O CPMI procura reverter a decisão por meio de um mandado de mandamus. “É essencial que eles participem para que possamos esclarecer, mais rápido, tudo o que aconteceu”, disse Viana. O parlamentar relatou anteriormente que os Antunes já haviam sido convocados pela polícia legislativa para participar da CPMI.
O senador afirma que “respeita a decisão” do ministro, mas a considera “injustificável”. “Esperamos que o Tribunal determine a obrigação da presença dos investigados no CPMI”, concluiu.
Esperava -se que o “careca dos INSs” fosse ouvido em 15 de setembro (segunda -feira) e Camisotti no dia 18 (próxima quinta -feira).
“Careca Do Inss” é suspeito de fazer lobby em descontos ilegais
Na quinta -feira passada (11), o CPMI autorizou as quebras de confidencialidade de Antunes.
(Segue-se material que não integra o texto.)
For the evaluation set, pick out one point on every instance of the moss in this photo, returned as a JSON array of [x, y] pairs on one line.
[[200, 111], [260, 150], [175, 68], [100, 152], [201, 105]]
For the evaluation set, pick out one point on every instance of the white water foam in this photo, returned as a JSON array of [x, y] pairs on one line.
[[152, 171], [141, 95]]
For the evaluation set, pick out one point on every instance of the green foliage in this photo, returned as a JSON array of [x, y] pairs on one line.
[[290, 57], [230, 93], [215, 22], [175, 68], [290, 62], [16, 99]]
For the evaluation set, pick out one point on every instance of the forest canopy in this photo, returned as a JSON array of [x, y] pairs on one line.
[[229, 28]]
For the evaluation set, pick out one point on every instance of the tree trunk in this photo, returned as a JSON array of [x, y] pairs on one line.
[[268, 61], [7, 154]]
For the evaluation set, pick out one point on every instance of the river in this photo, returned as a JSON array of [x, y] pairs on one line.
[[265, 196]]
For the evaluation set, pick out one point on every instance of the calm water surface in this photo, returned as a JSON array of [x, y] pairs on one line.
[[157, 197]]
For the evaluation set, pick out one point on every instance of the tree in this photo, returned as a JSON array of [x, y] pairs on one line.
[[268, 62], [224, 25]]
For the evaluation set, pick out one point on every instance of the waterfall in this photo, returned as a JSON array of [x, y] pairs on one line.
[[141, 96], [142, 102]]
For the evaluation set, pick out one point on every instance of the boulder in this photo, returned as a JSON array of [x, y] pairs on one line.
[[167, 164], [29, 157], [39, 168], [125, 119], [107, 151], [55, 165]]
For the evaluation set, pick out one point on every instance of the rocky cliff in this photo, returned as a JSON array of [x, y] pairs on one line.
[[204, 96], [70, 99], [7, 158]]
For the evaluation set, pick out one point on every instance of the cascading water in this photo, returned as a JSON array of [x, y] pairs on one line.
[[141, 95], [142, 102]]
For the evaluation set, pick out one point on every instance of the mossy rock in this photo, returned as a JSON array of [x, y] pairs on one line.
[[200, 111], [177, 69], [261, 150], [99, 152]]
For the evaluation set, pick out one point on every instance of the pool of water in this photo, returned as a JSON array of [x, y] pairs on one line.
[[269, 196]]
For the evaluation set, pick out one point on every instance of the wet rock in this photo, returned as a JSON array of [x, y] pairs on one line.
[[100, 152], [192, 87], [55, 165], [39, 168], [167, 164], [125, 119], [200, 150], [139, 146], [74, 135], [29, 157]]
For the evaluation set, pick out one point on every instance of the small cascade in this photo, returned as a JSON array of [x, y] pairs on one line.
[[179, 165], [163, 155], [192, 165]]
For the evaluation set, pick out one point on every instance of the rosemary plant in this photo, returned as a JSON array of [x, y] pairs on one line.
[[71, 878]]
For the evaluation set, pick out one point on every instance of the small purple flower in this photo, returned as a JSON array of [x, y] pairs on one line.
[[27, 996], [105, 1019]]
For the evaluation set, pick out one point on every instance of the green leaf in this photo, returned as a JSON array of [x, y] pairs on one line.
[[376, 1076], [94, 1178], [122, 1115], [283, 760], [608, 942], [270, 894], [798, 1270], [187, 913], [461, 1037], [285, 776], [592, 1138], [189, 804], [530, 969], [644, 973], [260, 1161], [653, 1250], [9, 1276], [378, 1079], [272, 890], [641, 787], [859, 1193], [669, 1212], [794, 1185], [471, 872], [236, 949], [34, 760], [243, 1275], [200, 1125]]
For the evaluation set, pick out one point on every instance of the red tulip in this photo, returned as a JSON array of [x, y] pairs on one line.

Ele é suspeito de ser o operador do esquema que pode ter desviado mais de US $ 6 bilhões aposentados e aposentados.
A suspeita é que Antunes teria atuado como lobista, intermediando o credenciamento de entidades suspeitas e a liberação de descontos nos beneficiários do INSS.
Camisotti é suspeito porque suas empresas estão ligadas a pelo menos três associações que receberam recursos irregulares do INSS. Eles mudaram milhões em fundos entre 2016 e 2024 em transações consideradas suspeitas.
As audiências com ambos poderiam revelar possíveis omissões do ex -ministro da Seguridade Social Carlos Lupi (PDT) durante o governo Lula, segundo interlocutores.
O ex -presidente do INSS Alessandro Stefanutto e 89 associações e entidades suspeitas também foram confidenciais quebradas pela Comissão.